Non-sensical, "profound" quotes, I pit thee.

Just because you say something that no-one understands, including you, does not necessarily make it profound.
This includes all the “famous” quotes that people just go ‘hmmmm’ at but have no idea what it means, but then pass it on in the hopes of looking intelligent.

“Only the insane have the strength to prosper, and only the prosperous can judge what is sane.” [maybe a misquote] written on a notice board.

"When you care what is outside, what is inside cares for you. "

"He who questions training only trains himself at asking questions. "

"You must be like wolf pack, not six-pack. "

"When you can balance a tack hammer on your head, you can head off your foes with a balanced attack. "

…a cookie to whoever can name who made these “profound” quotations, and another to the one who can name the only guy in the movie who found the profound quotes “non-sensical”

Mystery Men was the movie and Ben Stillers’ character ‘Mr.Furious’ was the one who saw through these ‘pearls of wisdom’.

I love that movie.

…gives Smam a cookie :smiley:

Half a cookie. The character making these statements was “The Sphinx.”
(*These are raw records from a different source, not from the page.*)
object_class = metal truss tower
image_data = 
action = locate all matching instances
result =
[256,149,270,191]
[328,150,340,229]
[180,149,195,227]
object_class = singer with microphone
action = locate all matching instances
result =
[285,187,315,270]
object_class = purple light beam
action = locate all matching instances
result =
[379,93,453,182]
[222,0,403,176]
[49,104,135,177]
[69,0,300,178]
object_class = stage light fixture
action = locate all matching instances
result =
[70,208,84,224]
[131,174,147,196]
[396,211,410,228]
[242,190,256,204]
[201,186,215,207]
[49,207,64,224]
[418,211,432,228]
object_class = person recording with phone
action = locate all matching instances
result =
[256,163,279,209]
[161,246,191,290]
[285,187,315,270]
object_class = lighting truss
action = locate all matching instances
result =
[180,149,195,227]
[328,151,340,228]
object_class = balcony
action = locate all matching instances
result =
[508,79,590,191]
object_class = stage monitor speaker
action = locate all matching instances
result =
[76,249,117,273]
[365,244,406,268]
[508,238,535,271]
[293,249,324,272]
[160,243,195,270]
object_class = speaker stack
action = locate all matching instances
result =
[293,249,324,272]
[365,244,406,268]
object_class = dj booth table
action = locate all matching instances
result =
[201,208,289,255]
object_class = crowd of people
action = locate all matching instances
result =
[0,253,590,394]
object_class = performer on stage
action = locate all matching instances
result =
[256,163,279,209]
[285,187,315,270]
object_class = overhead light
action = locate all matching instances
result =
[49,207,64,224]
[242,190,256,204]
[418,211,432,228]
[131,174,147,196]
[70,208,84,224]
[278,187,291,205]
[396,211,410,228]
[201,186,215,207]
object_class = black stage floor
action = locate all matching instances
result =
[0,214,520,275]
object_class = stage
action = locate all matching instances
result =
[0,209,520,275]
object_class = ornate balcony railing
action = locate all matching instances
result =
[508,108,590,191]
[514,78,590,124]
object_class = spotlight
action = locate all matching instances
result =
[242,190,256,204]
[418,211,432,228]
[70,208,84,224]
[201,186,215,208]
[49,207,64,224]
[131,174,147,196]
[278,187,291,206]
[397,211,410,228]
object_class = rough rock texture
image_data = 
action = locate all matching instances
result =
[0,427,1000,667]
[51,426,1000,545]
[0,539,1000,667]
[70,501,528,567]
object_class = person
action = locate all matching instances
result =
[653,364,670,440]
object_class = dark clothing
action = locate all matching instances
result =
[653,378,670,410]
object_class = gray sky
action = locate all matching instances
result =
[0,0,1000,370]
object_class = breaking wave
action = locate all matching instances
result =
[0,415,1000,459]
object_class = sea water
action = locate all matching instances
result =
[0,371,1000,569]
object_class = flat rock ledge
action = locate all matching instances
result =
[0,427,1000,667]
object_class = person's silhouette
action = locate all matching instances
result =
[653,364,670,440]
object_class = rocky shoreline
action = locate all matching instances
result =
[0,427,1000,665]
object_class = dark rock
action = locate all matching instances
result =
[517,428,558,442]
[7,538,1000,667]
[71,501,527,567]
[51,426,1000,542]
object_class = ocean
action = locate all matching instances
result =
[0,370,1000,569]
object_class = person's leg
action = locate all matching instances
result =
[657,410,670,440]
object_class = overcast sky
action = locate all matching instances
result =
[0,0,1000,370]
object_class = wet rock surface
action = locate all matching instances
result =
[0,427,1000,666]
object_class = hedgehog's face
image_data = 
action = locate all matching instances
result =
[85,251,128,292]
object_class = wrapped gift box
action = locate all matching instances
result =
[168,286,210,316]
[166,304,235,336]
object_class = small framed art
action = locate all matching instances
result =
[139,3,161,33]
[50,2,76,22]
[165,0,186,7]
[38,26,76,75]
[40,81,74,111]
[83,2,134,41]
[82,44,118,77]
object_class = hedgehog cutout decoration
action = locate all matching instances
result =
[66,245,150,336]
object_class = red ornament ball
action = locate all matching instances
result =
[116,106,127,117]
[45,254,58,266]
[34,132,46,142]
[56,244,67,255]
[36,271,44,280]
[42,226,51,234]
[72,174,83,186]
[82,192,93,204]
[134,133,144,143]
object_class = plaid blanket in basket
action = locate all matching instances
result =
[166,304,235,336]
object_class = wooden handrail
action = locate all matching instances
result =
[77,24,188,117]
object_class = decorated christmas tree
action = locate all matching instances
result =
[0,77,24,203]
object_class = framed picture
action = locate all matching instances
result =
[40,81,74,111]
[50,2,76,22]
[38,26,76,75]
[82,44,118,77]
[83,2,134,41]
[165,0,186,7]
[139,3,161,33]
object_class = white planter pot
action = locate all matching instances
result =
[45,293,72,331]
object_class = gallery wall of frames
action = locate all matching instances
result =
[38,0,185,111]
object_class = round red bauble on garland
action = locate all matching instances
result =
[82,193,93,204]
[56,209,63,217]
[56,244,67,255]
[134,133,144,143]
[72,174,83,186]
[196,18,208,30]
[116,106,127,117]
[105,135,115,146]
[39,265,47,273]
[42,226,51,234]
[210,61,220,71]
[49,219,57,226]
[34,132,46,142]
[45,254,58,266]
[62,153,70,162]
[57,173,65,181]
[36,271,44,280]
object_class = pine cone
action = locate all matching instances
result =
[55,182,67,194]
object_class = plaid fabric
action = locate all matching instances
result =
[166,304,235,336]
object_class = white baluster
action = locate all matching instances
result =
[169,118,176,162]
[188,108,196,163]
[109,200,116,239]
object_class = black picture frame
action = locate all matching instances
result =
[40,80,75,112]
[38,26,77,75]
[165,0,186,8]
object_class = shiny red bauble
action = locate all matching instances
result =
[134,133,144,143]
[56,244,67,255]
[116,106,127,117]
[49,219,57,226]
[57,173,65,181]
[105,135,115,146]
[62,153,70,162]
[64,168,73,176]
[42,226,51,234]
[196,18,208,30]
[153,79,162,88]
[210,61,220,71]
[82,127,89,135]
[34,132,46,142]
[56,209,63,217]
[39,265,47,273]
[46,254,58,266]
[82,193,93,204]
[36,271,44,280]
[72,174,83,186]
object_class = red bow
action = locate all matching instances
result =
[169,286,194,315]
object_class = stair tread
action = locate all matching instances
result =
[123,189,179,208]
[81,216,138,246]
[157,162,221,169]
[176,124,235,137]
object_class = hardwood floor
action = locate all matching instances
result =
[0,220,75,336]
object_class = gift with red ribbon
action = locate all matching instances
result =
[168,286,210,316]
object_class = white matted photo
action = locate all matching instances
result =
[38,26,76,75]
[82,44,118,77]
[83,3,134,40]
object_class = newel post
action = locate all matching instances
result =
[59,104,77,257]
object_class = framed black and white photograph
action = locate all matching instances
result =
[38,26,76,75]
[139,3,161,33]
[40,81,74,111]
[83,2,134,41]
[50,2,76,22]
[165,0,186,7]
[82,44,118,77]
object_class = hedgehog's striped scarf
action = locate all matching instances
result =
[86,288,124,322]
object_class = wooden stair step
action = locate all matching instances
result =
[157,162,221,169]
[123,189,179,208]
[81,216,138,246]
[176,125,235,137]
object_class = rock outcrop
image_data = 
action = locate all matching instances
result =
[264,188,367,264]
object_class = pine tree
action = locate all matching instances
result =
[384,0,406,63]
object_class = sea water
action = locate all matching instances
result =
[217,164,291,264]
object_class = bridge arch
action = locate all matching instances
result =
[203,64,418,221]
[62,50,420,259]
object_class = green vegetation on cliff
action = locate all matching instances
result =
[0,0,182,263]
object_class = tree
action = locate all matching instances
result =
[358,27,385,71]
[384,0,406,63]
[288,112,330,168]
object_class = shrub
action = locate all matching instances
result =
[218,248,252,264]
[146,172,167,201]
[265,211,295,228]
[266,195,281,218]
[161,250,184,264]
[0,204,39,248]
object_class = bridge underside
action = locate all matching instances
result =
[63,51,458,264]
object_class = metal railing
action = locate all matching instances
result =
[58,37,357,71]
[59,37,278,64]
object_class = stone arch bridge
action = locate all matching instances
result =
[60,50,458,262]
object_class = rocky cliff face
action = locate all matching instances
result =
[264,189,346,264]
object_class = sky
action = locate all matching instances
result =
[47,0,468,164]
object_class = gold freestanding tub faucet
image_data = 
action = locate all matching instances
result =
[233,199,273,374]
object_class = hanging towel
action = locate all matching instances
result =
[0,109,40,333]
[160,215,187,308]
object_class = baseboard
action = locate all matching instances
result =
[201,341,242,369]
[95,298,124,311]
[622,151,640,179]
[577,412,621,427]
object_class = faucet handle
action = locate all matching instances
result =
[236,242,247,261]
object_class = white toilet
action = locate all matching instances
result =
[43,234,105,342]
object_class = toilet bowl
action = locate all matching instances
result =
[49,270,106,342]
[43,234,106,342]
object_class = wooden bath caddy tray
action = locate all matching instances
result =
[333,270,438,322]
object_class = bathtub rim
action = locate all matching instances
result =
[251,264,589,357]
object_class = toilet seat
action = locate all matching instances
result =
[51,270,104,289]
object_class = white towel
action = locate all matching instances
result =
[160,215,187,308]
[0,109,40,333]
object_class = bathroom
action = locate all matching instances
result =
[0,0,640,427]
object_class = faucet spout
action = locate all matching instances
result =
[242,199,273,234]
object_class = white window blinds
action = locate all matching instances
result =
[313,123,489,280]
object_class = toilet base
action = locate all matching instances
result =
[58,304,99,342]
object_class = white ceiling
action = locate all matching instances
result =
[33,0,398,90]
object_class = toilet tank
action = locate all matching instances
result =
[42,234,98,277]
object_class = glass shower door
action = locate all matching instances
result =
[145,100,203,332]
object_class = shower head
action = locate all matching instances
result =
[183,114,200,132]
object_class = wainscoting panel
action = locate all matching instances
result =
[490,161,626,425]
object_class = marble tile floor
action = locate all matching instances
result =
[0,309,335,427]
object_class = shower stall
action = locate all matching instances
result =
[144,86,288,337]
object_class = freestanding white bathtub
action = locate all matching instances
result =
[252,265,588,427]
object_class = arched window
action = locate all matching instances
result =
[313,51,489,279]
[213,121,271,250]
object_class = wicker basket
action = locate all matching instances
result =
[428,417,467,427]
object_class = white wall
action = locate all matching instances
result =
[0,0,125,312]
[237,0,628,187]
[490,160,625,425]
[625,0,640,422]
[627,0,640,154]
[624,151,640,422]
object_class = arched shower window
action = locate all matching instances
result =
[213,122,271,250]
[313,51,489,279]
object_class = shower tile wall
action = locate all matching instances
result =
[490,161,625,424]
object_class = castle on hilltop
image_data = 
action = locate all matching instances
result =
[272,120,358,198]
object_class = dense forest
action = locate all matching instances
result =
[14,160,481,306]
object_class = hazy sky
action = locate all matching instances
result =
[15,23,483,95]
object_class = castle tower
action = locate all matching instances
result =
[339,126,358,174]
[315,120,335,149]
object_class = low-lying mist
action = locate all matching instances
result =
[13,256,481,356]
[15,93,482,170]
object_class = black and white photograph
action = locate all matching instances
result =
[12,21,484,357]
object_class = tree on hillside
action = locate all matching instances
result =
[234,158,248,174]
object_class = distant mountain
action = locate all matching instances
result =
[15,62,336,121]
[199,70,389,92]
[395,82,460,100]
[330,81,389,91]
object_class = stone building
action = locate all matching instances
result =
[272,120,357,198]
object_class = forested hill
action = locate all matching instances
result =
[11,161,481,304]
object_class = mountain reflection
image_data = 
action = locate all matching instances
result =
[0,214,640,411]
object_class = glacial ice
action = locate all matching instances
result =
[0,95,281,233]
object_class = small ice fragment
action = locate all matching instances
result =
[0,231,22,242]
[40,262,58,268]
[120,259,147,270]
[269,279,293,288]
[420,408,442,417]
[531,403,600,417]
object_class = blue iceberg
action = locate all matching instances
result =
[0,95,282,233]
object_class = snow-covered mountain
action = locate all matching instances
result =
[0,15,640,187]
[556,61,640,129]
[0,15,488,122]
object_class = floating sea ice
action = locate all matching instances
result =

Yeah, yeah, he never asked for that little titbit so unhand my cookie.

I thought this thread was going to be about quotes from James Joyce. Meaningless word-hash which makes my head hurt. :smiley:

“No matter where you go…”

Are you trying to tell me my sig isn’t profound?

All time is lost time.

What do ya’ll think of my new, temporary sig? Not really all that profound.


Overheard in the public restroom: “That’ll leave a skidmark all the way to the treatment plant!”

Hegel is a great source for this kind of stuff:

“The analysis of the beginning would thus yield the notion of the unity of being and nothing — or, in a more reflected form, the unity of differentiatedness and non-differentiatedness, or the identity of identity and non-identity.” — Science of Logic, Book I

“Truth is beauty; beauty, truth;
That is all you know in life and all you need to know.”

Hey, lay off the J-man. You don’t think “the heaventree of stars, hung with humid nightblue fruit” is a beautiful phrase? Sure they’re made-up words, but if it’s good enough for Shakespeare (“this hand would rather the multitudinous seas incarnadine”) and Homer (“the wine-dark sea”, although that’s an inaccurate translation), it’s good enough for me.

Uh, wow.

First of all, it’s "Beauty is truth, truth beauty. That is all ye know on earth, and all ye need to know. " Keats. “Ode on a Grecian Urn.”

And, uh, it’s something that shook my brain like a thunderclap the first time I heard it. I meditate upon frequently. There’s a reason that people have been quoting it for almost two hundred years.

For someone of obvious learning and intelligence to dismiss it so . . .

staggers away, stunned and forlorn.

Upon observing the convoluted, complicated bowel-like structure of myoglobin, Max Perutz groaned:
“Could the search for ultimate truth really have revealed so hideous and visceral an object?”

Podkayne:

Yeah, sorry to have screwed up the quote, I was going from memory. But in the category of profound but non-sensical, it’s high on the list. It sounds very profound, but when you analyze it, it’s nonsense. The first line is totally circular and thus meaningless. It’s attempting to define one philosophical concept as equal to the other, and then the second as equal to the first.

Second, asserting that all one knows is some metaphysical loop, and that is all one NEEDS to now? What total BS.

The thread was for stuff that sounds profound when you first encounter it – and this is a line that usually knocks teens for a loop, with the “Oh Wow!” that you mention. However, a little cold reflection, and it’s meaningless jibberish.

“Hoooow do you aaaaaahsk a maaaaaaaaahn to be the laaaaaaahst maaaaaahn to diiiiiiiiiiiiiiiiiiiiie in Viet Naaaaaaahm?”

Well, it’s a nice, poetic phrase and all, but it’s completely and utterly wrong.

For one, the truth, while sometimes beautiful, is also often quite ugly.

Also, beauty cannot be truth, because “beauty is in the eye of the beholder” (Now, that’s a quote that makes sense). If everyone has a different sense of what is beautiful, then beauty can’t be truth, since truth, as a quality that exists independent of the human mind, can not change from one person to the next.

Perhaps meditating does not easily lend itself to the actual analysis of quotes.

One bit of nonsense that irritates me is “Those who don’t know history will repeat it”.

History does a lot of repeating, whether you know anything about it or not.

Firstly, most ‘profound’ quotes are gross generalisations. Eg. I don’t know about anyone else, but if I say “beauty is truth” I mean that often you can sense which explanation is better as it is more elegant, or rather, that I don’t know if you can in general, but you can in this case.

Secondly, some quotes just SOUND good.

Thirdly, but yes, it annoys me when someone presents as profound something that isn’t.

Shade
“What if the Hokey Kokey really IS what it’s all about?”